Earnings per share could rise by 4.2% over the next year if things go the same way as they have for the last few years. Assuming the dividend continues along recent trends, we think the payout ratio could reach 132%, which probably can't continue without starting to put some pressure on the balance sheet.

historic-dividend
historic-dividend

NVE Doesn't Have A Long Payment History

NVE's dividend has been pretty stable for a little while now, but we will continue to be cautious until it has been demonstrated for a few more years. The most recent annual payment of US$4.00 is about the same as the first annual payment 6 years ago. Modest dividend growth is good to see, especially with the payments being relatively stable. However, the payment history is relatively short and we wouldn't want to rely on this dividend too much.

NVE May Find It Hard To Grow The Dividend

Some investors will be chomping at the bit to buy some of the company's stock based on its dividend history. However, NVE has only grown its earnings per share at 4.2% per annum over the past five years. The earnings growth is anaemic, and the company is paying out 135% of its profit. Limited recent earnings growth and a high payout ratio makes it hard for us to envision strong future dividend growth, unless the company should have substantial pricing power or some form of competitive advantage.

The Dividend Could Prove To Be Unreliable

Overall, it's nice to see a consistent dividend payment, but we think that longer term, the current level of payment might be unsustainable. The payments are bit high to be considered sustainable, and the track record isn't the best. Overall, we don't think this company has the makings of a good income stock.

It's important to note that companies having a consistent dividend policy will generate greater investor confidence than those having an erratic one. Meanwhile, despite the importance of dividend payments, they are not the only factors our readers should know when assessing a company. Taking the debate a bit further, we've identified 2 warning signs for NVE that investors need to be conscious of moving forward. Looking for more high-yielding dividend ideas?
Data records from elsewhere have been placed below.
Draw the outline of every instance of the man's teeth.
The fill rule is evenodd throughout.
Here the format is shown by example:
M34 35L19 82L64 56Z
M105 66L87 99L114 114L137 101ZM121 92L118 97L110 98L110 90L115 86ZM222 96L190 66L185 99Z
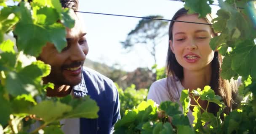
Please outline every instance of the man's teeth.
M187 57L187 58L188 59L196 59L197 57Z
M187 55L186 57L189 59L196 59L197 57L195 55Z
M70 67L67 69L67 70L69 71L75 71L81 67L80 66L76 67Z

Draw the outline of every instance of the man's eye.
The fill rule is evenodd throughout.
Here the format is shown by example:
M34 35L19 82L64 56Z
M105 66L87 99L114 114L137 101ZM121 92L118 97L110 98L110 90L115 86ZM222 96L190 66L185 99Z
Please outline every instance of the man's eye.
M197 39L206 39L207 38L207 37L197 37Z
M181 38L181 39L176 39L176 41L182 41L183 40L184 40L184 39L183 38Z
M62 50L61 50L61 52L64 52L65 51L67 50L67 49L69 49L69 45L67 45L67 46L66 47L65 47Z
M78 41L78 43L79 43L79 44L82 44L85 42L87 42L87 41L86 39L85 40L81 40L81 41Z

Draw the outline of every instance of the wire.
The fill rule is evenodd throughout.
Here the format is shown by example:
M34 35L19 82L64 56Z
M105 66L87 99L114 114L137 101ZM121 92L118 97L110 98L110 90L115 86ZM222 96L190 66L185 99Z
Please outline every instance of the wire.
M211 26L212 25L212 24L211 24L206 23L198 23L198 22L190 22L190 21L181 21L168 20L168 19L164 19L159 18L150 18L150 17L139 17L139 16L135 16L121 15L118 15L118 14L109 14L109 13L99 13L88 12L83 12L83 11L75 11L75 12L77 12L77 13L90 13L90 14L99 14L99 15L112 15L112 16L121 16L121 17L126 17L140 18L144 18L144 19L152 19L152 20L156 20L169 21L180 22L188 23L191 23L203 24L203 25L211 25Z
Try our curated list of strong dividend payers.

This article by Simply Wall St is general in nature. We provide commentary based on historical data and analyst forecasts only using an unbiased methodology and our articles are not intended to be financial advice. It does not constitute a recommendation to buy or sell any stock, and does not take account of your objectives, or your financial situation. We aim to bring you long-term focused analysis driven by fundamental data. Note that our analysis may not factor in the latest price-sensitive company announcements or qualitative material. Simply Wall St has no position in any stocks mentioned.